Tom Cullen from ‘Downton Abbey’ stars as Nickie, a Brit lost in Toronto. He has a tragic past that caused him to flee across the ocean, which he’s never quite recovered from. He wanders around, a raw nerve just waiting to explode with grief and rage. He does so frequently. Eventually, one of his outbursts catches the eye of Emily (Tatiana Maslany), a bi-polar artist in the midst of a brief window of stability in her life. The pair quickly lose themselves in each other’s arms. The comfort they feel together is only matched by the volatility they slather over everyone else who comes close. Eventually, Emily has a breakdown that tears them apart. She comes back against her doctor’s wishes and they attempt to rekindle the whole thing again. Any thoughts on whether this story will have a happy ending?
Klein keeps his cameras locked on his troubled protagonists throughout, unwilling to waver or weave from their turbulent lives for even a moment. The cinematic style is mostly observational. Handheld cameras and probing tracking shots following them into darkness are the mood of the day. The filmmaking can become subjective to match the wounded and raw mental states and emotions of the characters. At the same time, viewers are never quite allowed into the characters’ heads. We may come to appreciate and care for the lovers, but we never quite understand them, and that keeps their behavior ever so slightly out of grasp.
The performances are remarkable and deliberately portrayed in contrast to each other. Cullen is all brooding and all interior. As much as Nickie opens himself up to the relationship, he closes off everyone else (including the audience at times). He’s so pent up that it’s hard not to feel your sphincter squeeze in his presence, and his bursts of rage and violence are as painful to watch as they must be to fall victim to. However, there’s a sensitivity beneath the rage. He’s secretly a soft soul; he’s just not sure what to do with all these feelings that long seemed dead. (Yawn!)
Even better is Maslany. By playing a character with such unpredictable streaks of wild emotion, she seems to be giving a number of varied performances all at once. At times she’s buoyant and bouncy, other times coldly withdrawn. Everything is big and full tilt, yet Maslany never stretches beyond the realm of realism. She’s always very clearly in control and wholly believable. It’s a strong portrayal of mental illness – raw, real, uncompromised, and never once demanding pity. She steals the movie away from her equally talented co-star.
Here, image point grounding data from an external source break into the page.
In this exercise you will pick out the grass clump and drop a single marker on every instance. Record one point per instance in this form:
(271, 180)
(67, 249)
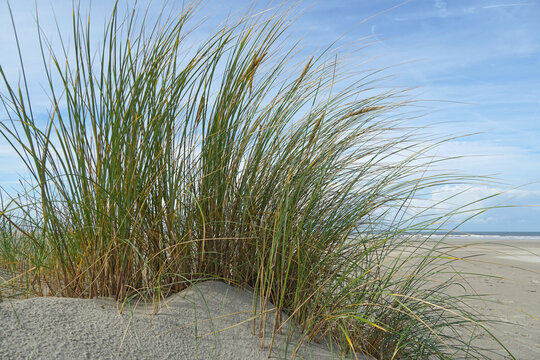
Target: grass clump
(159, 165)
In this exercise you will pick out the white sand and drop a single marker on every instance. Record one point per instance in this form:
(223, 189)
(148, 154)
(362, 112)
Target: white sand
(62, 328)
(93, 329)
(512, 290)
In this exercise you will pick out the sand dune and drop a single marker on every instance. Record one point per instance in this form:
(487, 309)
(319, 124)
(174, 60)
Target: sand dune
(63, 328)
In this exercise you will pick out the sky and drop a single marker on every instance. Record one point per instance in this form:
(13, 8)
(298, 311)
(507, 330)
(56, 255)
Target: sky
(475, 63)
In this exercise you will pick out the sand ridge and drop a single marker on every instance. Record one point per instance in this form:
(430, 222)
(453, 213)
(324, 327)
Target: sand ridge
(64, 328)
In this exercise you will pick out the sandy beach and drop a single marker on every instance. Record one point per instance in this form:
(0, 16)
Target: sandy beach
(213, 320)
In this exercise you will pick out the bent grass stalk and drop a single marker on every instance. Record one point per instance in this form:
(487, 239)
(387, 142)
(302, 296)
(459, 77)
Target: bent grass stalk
(153, 171)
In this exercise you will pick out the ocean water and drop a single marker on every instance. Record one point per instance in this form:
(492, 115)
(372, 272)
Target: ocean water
(493, 236)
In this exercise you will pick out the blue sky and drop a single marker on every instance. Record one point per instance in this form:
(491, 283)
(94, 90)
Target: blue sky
(476, 62)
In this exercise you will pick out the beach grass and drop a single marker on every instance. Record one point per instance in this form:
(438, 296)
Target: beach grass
(160, 164)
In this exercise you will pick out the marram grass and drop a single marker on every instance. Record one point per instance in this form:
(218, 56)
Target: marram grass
(159, 165)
That all sounds pretty good, right? It is. Unfortunately, it never really goes anywhere particularly surprising and it gets repetitive fast. Anytime everything seems to run smoothly in the relationship, it’s obvious one of the lovers will explode and spoil it. Every time things seem awful, it’s clear that salvation will come in a few scenes. Klein milks an uneasy tension in the relationship in a manner that’s both creepy and romantic, but when the same tricks keep popping up in mildly different forms, it becomes a bit tedious. There are only so many quietly whispered promises followed by volatile bursts of violence or emotion that you can take before the effect wears off and you feel like you’re being prodded by a directorial stick.
Even so, enough of ‘The Other Half’ works that it’s hardly a failure. Klein shows promise as a filmmaker, and both Cullen and Maslany deliver extraordinary performances worth following to the bitter end. The film probably could have been a half hour shorter and lost nothing, but if that was the case, this wouldn’t be a feature.